McGovern was baffled by this reaction. He shouldn’t have been. The reaction was not rooted in economics but in culture. Americans dislike policies that abridge our freedom and opportunity to prosper—our free enterprise—whether those policies look like a good personal financial deal or not.

President Obama is repeating many mistakes made by McGovern. He promotes policies that, in exchange for short-run economic relief, will double our national debt over the coming decade, nationalize large swaths of the private economy, and insinuate the government deeper and deeper into citizens’ lives. This is not a partisan point—Obama’s policies follow years of fiscal profligacy by Republicans.

The response to politicians of both parties has been massively negative. Witness the tea parties, the town hall meetings, and the recent “Live Free or Die” march on Washington. These protesters are motivated by an “ethical populism.” They are homeowners who didn’t walk away from their mortgages, small business owners who don’t want corporate welfare, and bankers who kept their heads during the frenzy and don’t need bailouts.

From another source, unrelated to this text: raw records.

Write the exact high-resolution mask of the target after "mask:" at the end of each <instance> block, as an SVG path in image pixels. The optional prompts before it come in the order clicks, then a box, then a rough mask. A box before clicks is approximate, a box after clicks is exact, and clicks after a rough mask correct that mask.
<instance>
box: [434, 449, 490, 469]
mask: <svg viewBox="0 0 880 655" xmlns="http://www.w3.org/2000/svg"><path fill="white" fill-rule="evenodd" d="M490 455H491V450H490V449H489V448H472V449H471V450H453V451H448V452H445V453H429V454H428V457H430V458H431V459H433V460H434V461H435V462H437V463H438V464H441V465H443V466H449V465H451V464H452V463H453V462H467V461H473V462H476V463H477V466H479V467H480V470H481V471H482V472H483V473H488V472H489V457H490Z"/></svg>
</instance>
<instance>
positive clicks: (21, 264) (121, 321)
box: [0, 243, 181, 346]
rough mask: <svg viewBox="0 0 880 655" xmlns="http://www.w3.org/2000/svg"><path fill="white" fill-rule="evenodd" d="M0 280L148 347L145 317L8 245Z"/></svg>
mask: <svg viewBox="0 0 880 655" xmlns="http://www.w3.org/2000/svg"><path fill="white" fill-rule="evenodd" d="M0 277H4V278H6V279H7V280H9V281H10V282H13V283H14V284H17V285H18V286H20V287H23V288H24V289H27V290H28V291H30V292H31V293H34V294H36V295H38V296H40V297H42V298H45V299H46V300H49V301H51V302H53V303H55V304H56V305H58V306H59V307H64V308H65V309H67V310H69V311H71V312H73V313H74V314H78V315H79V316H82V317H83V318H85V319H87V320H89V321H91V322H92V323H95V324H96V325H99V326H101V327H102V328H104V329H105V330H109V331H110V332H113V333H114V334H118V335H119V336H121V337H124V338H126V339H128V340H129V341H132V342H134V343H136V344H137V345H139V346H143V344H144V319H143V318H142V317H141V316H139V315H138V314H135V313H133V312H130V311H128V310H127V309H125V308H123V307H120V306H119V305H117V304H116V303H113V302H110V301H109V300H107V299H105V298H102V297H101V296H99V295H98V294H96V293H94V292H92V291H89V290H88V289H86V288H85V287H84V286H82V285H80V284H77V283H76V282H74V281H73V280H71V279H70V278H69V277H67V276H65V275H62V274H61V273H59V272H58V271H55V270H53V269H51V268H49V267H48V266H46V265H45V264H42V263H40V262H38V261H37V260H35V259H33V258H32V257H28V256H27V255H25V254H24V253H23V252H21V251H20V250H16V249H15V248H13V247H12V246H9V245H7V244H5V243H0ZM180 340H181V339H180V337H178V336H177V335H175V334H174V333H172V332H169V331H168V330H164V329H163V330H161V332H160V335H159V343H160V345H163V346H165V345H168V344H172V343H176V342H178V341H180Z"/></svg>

These were the people who were doing the important things right—and who are now watching elected politicians reward those who did the important things wrong and propose more long-term violence to the free enterprise system still. The government and much of the media insist that these protests were the work of a small minority of citizens, fomented by talk radio hosts and the like.

The data tell a different story, however, and indeed make the protesters look quite mainstream. In March 2009, The Pew Research Center asked a random sample of American adults, “Generally, do you think people are better off in a free market economy, even though there may be severe ups and downs?” Fully 70% agreed with this statement, while 20% disagreed (the rest were undecided).

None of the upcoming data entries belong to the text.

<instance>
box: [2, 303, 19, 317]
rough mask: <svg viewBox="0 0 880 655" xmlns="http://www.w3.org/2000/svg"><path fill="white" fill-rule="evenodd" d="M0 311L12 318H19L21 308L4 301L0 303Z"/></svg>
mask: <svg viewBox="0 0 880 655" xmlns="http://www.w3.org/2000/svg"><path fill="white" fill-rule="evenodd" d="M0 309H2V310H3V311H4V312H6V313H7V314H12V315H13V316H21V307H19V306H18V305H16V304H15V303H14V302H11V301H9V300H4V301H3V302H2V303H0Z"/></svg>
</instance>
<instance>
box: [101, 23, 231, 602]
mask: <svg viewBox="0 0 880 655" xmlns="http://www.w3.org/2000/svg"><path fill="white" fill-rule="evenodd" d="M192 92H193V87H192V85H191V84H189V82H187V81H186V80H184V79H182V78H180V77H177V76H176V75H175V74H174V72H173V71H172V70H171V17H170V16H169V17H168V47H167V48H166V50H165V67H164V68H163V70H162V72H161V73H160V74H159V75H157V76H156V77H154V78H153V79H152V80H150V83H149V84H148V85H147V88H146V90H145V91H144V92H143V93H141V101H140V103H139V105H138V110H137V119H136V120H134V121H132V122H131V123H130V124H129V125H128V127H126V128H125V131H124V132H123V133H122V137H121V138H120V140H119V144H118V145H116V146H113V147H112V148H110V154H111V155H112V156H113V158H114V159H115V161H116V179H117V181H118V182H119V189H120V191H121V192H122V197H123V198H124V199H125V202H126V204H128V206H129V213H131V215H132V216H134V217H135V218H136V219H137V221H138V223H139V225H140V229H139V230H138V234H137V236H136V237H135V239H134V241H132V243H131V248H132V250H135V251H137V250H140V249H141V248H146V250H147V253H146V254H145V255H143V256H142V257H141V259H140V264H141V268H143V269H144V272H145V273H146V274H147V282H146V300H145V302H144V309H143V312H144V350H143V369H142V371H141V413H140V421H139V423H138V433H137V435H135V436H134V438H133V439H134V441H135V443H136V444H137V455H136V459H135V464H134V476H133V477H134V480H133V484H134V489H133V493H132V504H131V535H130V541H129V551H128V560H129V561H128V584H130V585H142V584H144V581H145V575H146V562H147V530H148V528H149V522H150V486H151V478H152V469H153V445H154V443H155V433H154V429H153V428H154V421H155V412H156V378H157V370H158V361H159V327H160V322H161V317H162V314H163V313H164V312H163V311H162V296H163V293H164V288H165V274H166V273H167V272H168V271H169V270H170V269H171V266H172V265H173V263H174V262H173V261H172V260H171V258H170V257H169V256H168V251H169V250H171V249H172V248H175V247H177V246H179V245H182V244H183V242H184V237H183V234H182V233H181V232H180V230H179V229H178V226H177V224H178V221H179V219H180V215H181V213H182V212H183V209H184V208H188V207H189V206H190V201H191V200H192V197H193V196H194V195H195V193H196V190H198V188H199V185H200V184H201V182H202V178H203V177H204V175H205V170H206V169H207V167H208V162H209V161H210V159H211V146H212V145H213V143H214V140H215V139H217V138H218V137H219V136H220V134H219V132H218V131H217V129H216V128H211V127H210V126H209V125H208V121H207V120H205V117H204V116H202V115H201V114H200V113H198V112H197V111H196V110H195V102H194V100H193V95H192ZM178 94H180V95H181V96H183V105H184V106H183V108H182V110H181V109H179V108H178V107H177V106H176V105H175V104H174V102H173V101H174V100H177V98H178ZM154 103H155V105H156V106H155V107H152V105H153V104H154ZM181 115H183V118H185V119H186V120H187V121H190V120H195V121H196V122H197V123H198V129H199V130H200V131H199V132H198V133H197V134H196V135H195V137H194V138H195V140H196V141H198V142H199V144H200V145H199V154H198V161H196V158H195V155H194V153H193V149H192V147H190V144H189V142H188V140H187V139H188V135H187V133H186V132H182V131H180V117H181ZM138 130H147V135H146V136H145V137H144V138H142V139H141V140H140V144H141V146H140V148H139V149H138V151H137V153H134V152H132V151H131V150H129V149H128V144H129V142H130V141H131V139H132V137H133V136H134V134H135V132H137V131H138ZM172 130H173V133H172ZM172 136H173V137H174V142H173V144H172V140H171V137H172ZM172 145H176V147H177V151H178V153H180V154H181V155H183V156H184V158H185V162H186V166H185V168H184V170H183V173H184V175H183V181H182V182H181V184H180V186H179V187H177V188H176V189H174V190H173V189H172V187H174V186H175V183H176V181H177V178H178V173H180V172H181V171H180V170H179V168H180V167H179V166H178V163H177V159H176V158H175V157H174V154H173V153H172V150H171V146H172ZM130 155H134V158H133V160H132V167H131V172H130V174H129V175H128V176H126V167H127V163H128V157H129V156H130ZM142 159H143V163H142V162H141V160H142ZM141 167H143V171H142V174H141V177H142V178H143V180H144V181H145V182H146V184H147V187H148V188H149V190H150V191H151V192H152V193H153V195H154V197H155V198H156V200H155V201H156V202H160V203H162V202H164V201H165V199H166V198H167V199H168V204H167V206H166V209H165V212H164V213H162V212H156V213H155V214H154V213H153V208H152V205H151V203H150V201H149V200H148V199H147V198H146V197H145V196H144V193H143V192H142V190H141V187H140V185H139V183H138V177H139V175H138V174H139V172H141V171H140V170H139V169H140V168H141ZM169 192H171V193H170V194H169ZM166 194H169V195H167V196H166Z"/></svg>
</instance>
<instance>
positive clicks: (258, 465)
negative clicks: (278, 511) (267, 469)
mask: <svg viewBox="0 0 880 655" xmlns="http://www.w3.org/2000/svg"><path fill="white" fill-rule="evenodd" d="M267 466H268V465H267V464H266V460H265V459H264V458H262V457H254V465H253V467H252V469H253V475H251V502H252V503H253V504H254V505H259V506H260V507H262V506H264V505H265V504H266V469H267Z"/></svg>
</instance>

Free enterprise is a manifestly middle-of-the-road taste. It is the government that is out of step today. What do Americans object to in the redistributive ideology? Nobody likes to be taxed punitively or to see wasteful government spending.

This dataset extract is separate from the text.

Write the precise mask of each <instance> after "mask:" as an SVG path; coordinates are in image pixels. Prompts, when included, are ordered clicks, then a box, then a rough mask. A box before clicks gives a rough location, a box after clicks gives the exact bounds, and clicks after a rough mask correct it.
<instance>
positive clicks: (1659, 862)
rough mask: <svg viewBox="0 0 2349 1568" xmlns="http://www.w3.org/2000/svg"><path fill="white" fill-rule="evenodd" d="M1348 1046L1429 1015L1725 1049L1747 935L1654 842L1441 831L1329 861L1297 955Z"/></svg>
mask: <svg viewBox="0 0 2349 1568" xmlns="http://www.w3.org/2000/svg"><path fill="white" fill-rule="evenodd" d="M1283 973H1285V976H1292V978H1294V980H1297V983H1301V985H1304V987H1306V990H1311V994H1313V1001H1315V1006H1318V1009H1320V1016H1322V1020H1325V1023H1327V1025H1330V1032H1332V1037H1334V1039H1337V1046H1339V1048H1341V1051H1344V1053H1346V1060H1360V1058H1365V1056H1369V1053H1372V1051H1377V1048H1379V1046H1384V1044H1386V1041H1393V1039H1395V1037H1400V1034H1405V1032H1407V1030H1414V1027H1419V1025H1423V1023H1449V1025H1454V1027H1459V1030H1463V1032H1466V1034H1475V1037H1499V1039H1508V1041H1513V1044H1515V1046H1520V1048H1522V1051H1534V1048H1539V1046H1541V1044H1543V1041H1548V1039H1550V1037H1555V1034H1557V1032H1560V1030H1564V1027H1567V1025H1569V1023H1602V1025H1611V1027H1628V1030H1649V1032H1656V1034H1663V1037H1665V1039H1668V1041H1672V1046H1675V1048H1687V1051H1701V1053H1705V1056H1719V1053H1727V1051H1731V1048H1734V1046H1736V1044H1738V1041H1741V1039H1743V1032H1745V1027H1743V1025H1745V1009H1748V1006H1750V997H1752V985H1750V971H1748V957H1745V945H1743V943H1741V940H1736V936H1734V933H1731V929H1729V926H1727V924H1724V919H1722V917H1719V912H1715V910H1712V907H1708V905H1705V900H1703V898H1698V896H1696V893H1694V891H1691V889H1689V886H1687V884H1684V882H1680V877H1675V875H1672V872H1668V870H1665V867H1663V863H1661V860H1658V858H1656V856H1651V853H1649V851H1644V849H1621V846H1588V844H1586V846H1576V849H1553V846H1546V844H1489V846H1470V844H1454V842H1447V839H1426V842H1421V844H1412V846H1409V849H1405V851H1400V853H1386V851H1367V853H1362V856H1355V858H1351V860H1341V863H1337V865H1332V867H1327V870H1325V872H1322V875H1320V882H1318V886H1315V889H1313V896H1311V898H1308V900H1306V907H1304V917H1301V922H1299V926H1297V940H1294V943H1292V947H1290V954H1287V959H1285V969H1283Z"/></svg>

Fundamentally, though, we object to the materialistic belief that the economy is nothing more than a money pump—for government, social projects, and various constituencies. On the contrary, Americans view our economic system as an expression of our entrepreneurial values.

Despite its misstart, the administration can still find its way. To do so, it must embrace policies that Americans favor and which therefore strengthen the free enterprise system, rather than weaken it.

President Obama could cut the corporate tax in half. No Republican would dare try this. He could also move to a consumption tax and gut a tax code that is currently a rabbit warren of special deals for interest groups.

He could reboot the health care reform debate and start over with a plan to deal with our problems, instead of using them as a pretext for nationalization.

He could show that he cares about future generations by not racking up an enormous debt burden—he could even show that he is more fiscally responsible than George W. Bush was. The best way to start would be to begin canceling the outstanding parts of the government stimulus bill.

These—and many other—policy prescriptions are ready made and have been studied carefully by the nation’s top scholars and policy experts (including my colleagues at the American Enterprise Institute).

It appears unlikely that the president or Congress will take any such suggestions, however. The reason is that income redistribution is the cultural objective itself. From health care reform to the economic stimulus, we are seeing policies that are intended to confiscate from the “rich”—but which also take from future generations and, indeed, from whoever is unable to guard his wallet.

This, then, represents the new “culture war” in America. In 20 years, we will remember 2009 for the struggle between the culture of redistribution versus the culture of free enterprise. How this struggle ends is up to us.